Entertainment

Raakh Web Series Review: Ali Fazal Leads a Grim Yet Conventional Delhi Crime Procedural


As fundamentally solid as Raakh looks, however, there is a sense of structure and convention about it. It’s as if the series derives its cinema of grimness from a genre that already exists. Once the first few episodes lay the ground for a chase, the novelty of this world is replaced by the familiarity of a ‘setting’. To echo its theme of social scale, the goodness of Raakh belongs to the second tier. Each of its tracks is a level inferior to the corresponding portions in the genre’s best titles. The track of the criminals feels a bit filmy and, at times, unnecessary: a rung below the one in Paatal Lok (which shares director Prosit Roy). The track of the reporter (a miscast Anshul Chauhan) is a rung below the ones in Scam 1992: The Harshad Mehta Story and Scoop. The track of the manhunt is a rung below the ones in Delhi Crime, Poacher and Paatal Lok. The staging of the city as a predator is a rung lower than the one in Khauf. Even the grief of the parents (Aamir Bashir, Sonali Bendre) is executed a few rungs below the core of Trial By Fire.

A show like Raakh shouldn’t be comparable by design, but the difficulty of watching it isn’t entirely earned. It’s more attached to the facts it adapts, not the truth it explores. Of the cast, Akash Makhija and Ramandeep Yadav have the more eye-catching roles as the depraved Ranga-Billa surrogates. They’re both fine; a light-eyed Makhija, as the psychopathic Babu, has a Vijay Varma-coded vibe going, though Yadav has the more complex trajectory from petty-thief cowardice to cold-blooded assault. But it’s hard to get over certain decisions (like the explicit depictions) and the creative dependence of the series on them. I get the intent, but the characterisations become a device of shock value to offset the linearity of the case. I like Ali Fazal’s portrayal of SI Jayprakash; there’s an emotional frenzy about him that supplies the stakes of needing a win. It’s a performance that could’ve sustained a full-fledged police procedural, with only passing implications of the demons he pursues. But Raakh doesn’t trust the unseen and the unsaid; it settles for the literal, a cardinal mistake for a ‘horror’ show. What else can justify Jayprakash’s girlfriend reminding him that “light” (prakash) is part of his name?

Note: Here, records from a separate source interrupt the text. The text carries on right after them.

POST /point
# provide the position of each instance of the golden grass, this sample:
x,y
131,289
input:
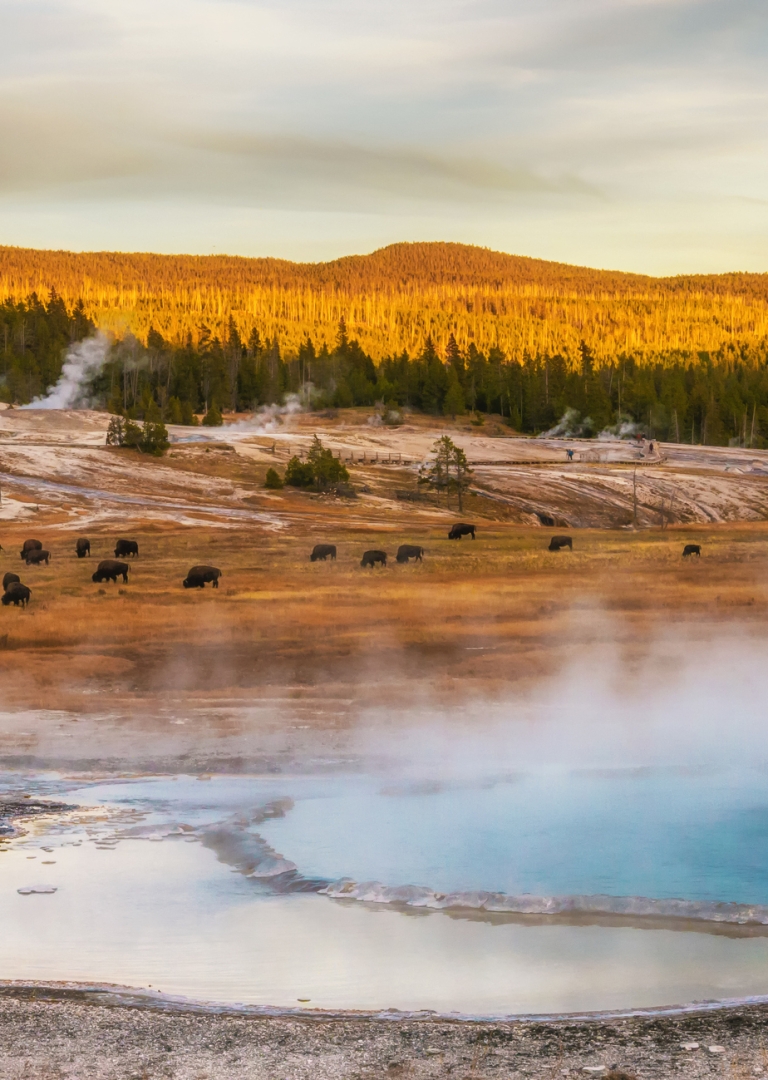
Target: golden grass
x,y
474,613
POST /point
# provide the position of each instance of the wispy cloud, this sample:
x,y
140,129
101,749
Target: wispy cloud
x,y
468,111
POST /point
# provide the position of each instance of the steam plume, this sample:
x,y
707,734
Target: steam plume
x,y
83,361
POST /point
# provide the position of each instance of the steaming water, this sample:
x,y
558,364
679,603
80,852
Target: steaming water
x,y
177,883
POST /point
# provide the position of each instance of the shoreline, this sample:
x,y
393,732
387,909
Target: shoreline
x,y
113,995
108,1033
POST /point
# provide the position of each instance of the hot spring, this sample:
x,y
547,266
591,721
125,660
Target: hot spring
x,y
596,847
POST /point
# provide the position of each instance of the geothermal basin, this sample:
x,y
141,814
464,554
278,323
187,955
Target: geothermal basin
x,y
490,892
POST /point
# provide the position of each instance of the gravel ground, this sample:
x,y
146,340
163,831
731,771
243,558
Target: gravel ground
x,y
49,1033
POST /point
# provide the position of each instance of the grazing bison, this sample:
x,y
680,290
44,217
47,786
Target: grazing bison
x,y
16,593
199,575
109,570
37,556
459,530
557,542
29,545
323,551
372,557
407,551
125,548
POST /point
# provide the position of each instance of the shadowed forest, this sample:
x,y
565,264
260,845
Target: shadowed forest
x,y
440,328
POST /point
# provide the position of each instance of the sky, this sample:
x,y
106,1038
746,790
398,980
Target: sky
x,y
624,134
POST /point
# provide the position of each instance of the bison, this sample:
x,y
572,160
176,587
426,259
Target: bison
x,y
460,529
372,557
407,551
199,575
37,556
557,542
16,593
125,548
109,569
323,551
29,545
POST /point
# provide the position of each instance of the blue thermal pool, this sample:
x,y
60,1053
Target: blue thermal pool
x,y
542,891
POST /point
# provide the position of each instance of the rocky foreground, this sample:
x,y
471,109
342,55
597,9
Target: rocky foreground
x,y
58,1033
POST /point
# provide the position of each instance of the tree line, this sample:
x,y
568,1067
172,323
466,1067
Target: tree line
x,y
712,397
398,297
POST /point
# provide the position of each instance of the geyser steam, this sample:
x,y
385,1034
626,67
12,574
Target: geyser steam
x,y
83,361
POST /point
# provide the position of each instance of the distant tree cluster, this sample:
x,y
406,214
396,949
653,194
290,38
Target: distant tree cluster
x,y
400,296
321,471
713,397
34,337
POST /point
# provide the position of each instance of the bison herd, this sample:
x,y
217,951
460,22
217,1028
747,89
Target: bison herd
x,y
109,569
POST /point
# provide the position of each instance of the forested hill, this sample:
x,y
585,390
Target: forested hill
x,y
398,297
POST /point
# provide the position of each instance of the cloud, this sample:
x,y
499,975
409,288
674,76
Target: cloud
x,y
462,111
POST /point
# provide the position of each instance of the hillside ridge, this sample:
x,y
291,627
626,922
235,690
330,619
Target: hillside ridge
x,y
396,296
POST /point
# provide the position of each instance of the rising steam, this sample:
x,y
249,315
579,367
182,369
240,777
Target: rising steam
x,y
84,360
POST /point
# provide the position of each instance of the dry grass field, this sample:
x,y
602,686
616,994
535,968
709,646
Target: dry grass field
x,y
285,645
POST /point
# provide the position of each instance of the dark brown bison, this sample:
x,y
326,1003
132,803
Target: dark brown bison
x,y
109,569
16,593
461,529
323,551
29,545
407,551
557,542
199,575
37,556
125,548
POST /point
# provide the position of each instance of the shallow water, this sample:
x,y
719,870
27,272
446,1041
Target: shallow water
x,y
149,892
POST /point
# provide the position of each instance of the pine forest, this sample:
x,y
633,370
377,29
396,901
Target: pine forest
x,y
442,328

The series does well to stay rooted in the anatomy of crime in a pre-technology and early-forensics era. I often find it fascinating to watch the grammar of a 1970s investigation — the analog-styled reliance on instinct, landlines, paperwork, radio alerts, wanted posters, witness sketches, press leads, and the sheer toil of tracking the randomness of human nature. But period texture is the bare minimum for a show of this caliber. There has to be more than a final voice-over (as an article, of course), along with the crutch of curated conversation (“how did they think they’d get away?”) and verbal thought-bubbles. Perhaps we are wired to expect more. The closest Raakh comes to more is when it offers an alternate reality of the bus-stop incident. It’s a lovely little touch, one that bottles the wistfulness of a Delhi that nearly lived — and an India that almost happened.